- SCELTA DELLA REDAZIONE
- Voli astrali e scene maestose nel repertorio di un maestro.
Gustav Holst
Biografia
Collega di Vaughan Williams, Gustav Holst si è imposto come pilastro della classica inglese, influenzando con vitalità ritmica e peculiari scelte armoniche e strumentali una schiera di nomi, da Tippett a Birtwistle, passando per Britten. Nato a Cheltenham nel 1874, fin dall’infanzia è stato penalizzato da una salute cagionevole, che lo ha portato a imbracciare il trombone per controllare l’asma. Dopo aver ultimato la formazione musicale, ha avuto modo di maturare un’esperienza inestimabile cimentandosi con i lavori di Richard Strauss, sotto la direzione dello stesso compositore. Altra importante risorsa si è rivelata l’opera di innovatori russi e francesi come Borodin, Rimsky-Korsakov e Ravel: la prima serie di Inni corali dal Rig Veda (1908-12) ha anticipato le sperimentazioni di Stravinsky su ritmo e orchestrazione. Tuttavia, la più grande dimostrazione delle indubbie doti orchestrali è la suite I pianeti (1914-16). La celebrità conquistata attraverso questa impresa lo ha portato ad adottare uno stile più essenziale e conciso, esemplificato nel poema sinfonico Egdon Heath (1927).
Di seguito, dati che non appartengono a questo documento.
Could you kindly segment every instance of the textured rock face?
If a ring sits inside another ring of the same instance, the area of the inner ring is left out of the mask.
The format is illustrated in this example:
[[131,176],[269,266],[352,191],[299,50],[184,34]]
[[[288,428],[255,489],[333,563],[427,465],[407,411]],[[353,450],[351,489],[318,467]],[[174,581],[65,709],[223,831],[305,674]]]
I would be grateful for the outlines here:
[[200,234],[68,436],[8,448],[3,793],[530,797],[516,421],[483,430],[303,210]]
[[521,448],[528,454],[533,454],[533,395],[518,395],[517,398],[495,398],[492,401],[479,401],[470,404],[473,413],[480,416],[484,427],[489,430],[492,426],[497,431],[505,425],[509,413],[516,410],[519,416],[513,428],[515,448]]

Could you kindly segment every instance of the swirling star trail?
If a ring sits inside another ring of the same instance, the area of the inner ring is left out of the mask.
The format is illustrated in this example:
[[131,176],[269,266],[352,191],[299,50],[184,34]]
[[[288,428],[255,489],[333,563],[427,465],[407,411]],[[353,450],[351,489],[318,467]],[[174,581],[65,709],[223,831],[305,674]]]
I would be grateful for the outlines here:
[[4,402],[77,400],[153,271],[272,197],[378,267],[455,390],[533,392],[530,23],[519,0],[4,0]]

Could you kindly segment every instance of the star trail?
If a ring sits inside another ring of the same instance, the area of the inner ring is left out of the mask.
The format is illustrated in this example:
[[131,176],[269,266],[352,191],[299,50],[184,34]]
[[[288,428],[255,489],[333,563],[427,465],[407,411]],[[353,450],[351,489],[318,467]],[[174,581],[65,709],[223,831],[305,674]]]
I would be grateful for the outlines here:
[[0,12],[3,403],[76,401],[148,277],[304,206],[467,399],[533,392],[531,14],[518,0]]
Nel tepore delle 12 canzoni popolari gallesi (1931) e nello squisito ‘O Spiritual Pilgrim’ (1933) risplende una creatività pionieristica, sostenuta dall’allegria sardonica dell’ultima opera The Wandering Scholar (1930) e di uno “Scherzo”, unico movimento completato di una sinfonia in fase di realizzazione prima della morte, poi sopraggiunta nel 1934 all’età di 59 anni.